# Portability of C++ programs



## wmhakim (Nov 15, 2008)

Hi All,
Something has been bothering me for a long time. I took a couple of C++ courses during my Comp. Sci. degree and was very successful in getting my programs to compile. I know you can run the executable after it has compiled and interact with it through the DOS screen. My question is: how does one use that executable? What I mean is, how can I take that executable and have it run on another computer or how are C++ codes used in applications? I know how to write a C++ program and compile it but don't know how it can be used after.

For example, VB.net programs: after compilation in the lab I could use a memory stick, save the executable to it and run that executable on another computer. Not so with the C++ ones. I know I am missing something but don't know what it is.
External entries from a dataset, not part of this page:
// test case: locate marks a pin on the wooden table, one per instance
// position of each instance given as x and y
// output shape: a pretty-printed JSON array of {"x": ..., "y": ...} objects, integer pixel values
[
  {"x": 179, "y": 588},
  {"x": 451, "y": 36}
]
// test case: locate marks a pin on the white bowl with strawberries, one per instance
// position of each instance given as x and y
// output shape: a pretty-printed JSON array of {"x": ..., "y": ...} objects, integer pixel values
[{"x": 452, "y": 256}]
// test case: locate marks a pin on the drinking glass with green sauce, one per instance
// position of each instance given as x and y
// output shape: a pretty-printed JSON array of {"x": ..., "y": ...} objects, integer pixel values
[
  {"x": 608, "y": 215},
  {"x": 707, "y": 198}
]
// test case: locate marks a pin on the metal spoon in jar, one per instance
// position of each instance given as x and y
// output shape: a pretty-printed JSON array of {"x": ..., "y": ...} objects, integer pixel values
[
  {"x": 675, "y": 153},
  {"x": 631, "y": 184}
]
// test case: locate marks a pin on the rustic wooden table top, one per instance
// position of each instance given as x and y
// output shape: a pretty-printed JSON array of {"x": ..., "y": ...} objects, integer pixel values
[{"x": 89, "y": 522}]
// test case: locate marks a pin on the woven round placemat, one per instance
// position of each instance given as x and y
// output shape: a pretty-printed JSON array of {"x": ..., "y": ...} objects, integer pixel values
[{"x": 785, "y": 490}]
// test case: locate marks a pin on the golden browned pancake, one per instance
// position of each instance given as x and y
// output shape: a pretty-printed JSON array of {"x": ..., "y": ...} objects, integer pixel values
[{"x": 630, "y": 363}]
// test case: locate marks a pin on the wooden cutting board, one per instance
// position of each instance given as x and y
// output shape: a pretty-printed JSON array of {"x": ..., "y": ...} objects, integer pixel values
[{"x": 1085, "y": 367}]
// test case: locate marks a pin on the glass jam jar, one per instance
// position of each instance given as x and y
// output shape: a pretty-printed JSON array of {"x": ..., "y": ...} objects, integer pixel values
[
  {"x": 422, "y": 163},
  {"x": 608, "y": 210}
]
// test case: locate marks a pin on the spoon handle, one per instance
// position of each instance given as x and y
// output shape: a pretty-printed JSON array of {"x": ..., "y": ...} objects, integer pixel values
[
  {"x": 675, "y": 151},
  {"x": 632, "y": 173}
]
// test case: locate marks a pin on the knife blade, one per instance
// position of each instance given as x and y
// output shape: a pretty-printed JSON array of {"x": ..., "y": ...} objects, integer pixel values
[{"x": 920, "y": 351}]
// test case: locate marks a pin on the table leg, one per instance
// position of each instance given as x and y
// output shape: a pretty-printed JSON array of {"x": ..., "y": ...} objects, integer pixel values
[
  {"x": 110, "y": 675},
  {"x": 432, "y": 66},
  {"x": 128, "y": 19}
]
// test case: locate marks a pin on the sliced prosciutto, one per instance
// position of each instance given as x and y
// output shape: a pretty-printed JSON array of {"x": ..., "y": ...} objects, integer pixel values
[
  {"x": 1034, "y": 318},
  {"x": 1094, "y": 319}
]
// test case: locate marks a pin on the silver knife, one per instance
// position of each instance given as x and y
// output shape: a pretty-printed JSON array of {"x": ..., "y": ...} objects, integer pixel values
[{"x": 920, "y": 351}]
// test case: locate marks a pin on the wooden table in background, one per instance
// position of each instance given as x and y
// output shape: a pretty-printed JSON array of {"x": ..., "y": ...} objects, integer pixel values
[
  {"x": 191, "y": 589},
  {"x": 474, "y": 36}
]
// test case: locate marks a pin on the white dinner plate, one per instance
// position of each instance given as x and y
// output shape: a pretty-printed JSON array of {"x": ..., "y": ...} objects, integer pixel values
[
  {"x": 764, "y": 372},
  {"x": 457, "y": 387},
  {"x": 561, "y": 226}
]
Any help on this subject will be helpful. By the way, I am not a programmer, just curious about how things work.
Thanks


----------



## Stu_computer (Jul 7, 2005)

http://www.literateprogramming.com/portablecpp.pdf


----------



## wmhakim (Nov 15, 2008)

Thank you Stu.
I will certainly have a read.


----------



## w112785 (Jan 17, 2008)

sounds like your problem is the C++ run-time. you said VB6 so i would assume you are using MS Visual Studio or at least Visual C++.
If you are using a newer version, say VC++ version 2008 on Windows XP then you will need to install the C++ run-time for that version
you have 2 options here 1. you can download the Microsoft Visual C++ 2008 Redistributable Package here
http://www.microsoft.com/downloadS/...34-3E03-4391-8A4D-074B9F2BC1BF&displaylang=en

or you can static link the Run-time with your code so it is all in one but that is not recommended in case a bug is found with the Run-time so MS can patch it


----------